Bollinger Bands are an indicator used to estimate market volatility
It may be a good idea to model your SL / TP system, combining different approaches. It should be based on your trading strategy and market conditions.
By using the SL / TP orders, the obligation to wait until the predetermined price level is reached is not accepted. Feel free to close a position if the market shows an unfavorable price action. But, at the same time, do not allow your emotions to interfere. Have you ever noticed how emotional trading can be devastating? The same thing happens when you place a stop-loss order and do not give your trading strategy enough time to prove valid.
The Stop-loss is not simply the exit point, a good stop-loss is set to become a "point of invalidation" of your current trading idea. In other words, it should show that the chosen strategy does not work. Otherwise it might be a good idea to wait.
Opening of take-profit orders
Stop-loss and take-profit work in much the same way, but their levels are determined differently.

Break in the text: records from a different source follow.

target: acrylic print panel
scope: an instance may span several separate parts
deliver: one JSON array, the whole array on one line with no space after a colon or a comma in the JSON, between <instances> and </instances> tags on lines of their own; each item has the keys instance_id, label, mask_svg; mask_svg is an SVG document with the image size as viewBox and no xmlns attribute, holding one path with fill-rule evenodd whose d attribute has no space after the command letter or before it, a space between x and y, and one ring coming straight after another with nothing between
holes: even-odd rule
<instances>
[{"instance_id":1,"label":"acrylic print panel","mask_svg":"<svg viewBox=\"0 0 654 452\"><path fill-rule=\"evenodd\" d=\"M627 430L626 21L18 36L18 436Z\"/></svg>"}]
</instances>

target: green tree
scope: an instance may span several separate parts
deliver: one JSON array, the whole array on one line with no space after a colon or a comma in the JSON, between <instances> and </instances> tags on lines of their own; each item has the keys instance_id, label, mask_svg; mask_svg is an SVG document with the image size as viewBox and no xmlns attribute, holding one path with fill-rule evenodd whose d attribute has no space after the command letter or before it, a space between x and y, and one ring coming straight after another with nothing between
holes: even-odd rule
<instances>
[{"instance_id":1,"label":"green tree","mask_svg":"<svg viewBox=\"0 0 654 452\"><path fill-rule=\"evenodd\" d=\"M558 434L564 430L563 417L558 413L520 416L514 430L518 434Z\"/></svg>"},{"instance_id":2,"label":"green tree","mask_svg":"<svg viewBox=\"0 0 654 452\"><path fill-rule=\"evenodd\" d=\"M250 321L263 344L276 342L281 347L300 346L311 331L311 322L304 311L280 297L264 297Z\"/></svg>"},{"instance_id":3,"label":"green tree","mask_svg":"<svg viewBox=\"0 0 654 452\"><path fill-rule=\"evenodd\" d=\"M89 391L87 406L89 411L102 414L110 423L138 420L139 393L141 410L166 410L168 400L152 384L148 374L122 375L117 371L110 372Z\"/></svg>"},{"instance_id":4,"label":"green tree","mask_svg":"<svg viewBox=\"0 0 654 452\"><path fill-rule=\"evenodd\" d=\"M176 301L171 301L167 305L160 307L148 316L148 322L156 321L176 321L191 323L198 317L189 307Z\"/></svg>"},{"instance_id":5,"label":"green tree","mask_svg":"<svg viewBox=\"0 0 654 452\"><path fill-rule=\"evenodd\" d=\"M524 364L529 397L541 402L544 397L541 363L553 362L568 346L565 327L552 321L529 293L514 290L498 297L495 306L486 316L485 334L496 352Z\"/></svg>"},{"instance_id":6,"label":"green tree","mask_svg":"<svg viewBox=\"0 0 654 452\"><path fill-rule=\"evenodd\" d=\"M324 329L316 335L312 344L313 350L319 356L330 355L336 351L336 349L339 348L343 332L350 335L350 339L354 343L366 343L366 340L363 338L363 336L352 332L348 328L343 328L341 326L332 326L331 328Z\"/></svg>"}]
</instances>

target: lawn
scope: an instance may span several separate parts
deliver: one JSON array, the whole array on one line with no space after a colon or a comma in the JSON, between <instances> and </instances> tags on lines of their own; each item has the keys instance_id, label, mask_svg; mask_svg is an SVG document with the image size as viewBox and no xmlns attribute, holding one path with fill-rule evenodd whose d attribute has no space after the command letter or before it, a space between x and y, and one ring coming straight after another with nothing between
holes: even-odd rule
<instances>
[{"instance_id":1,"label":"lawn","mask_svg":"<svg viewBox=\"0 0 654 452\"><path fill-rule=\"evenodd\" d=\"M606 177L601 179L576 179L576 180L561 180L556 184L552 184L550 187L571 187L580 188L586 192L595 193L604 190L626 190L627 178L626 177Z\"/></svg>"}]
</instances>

Stop-loss signals are designed to minimize the costs of an unsuccessful operation, while take-profit orders offer traders the opportunity to lock profit at the peak of the transaction.
Taking profit at the right time is just as important as setting optimal stop-loss signals. The market always fluctuates and what looks like a positive trend can turn into a recession within seconds. Some would say that it is always better to get respectable profits now than to wait and risk losing potential gains. Note that not even letting your earnings grow enough and closing your position prematurely is not a good practice, as it will deny you part of the potential profit. Waiting too long can be equally harmful.
The art of take-profit orders consists in choosing the right moment and closing the operation before the trend is about to reverse. Technical analysis tools can be of great help in determining inversion points. You can choose between Bollinger Bands, the Relative Strength Index or the Directional Mean Index. These are the indicators that work best in managing SL / TP orders.
CSR can help you determine optimal take-profit positions
Some traders recommend using a risk / return ratio of 1: 2. In this case, even if the number of losses is equal to the number of successful operations, it would still be profitable in the long run. Consider the possibility of finding an optimal risk / reward ratio, which satisfies your personal strategy and remembers that there are no universal rules that work for each asset and for every trader.
Things to remember
Keep in mind that SL / TP orders are just another tool in your rich trading portfolio. Trading capabilities are not limited to the correct use of indicators and stop-loss / take-profit orders. Do not let any automated system do business for you. Rather, rely on the system to have more control over your operations and your emotions. It may take some time to learn the basics of SL / TP orders, but once you have finished, you have another unmissable trading expertise.
This article does not represent an investment advice. Any reference to past movements or price levels is informative and based on external analyzes, we do not provide any guarantee that these movements or levels may re-appear in the future. In accordance with the requirements set by the European Securities and Markets Authority (ESMA), trading with binary and digital options is only available to customers categorized as professional clients.
GENERAL INFORMATION ON RISKS:
CFDs are complex instruments and carry the high risk of losing money quickly due to the leverage effect. 73% of retail investor accounts lose money when trading with CFD through this provider. You should make sure you understand how CFDs work and if you can afford to take the high risk of losing your money.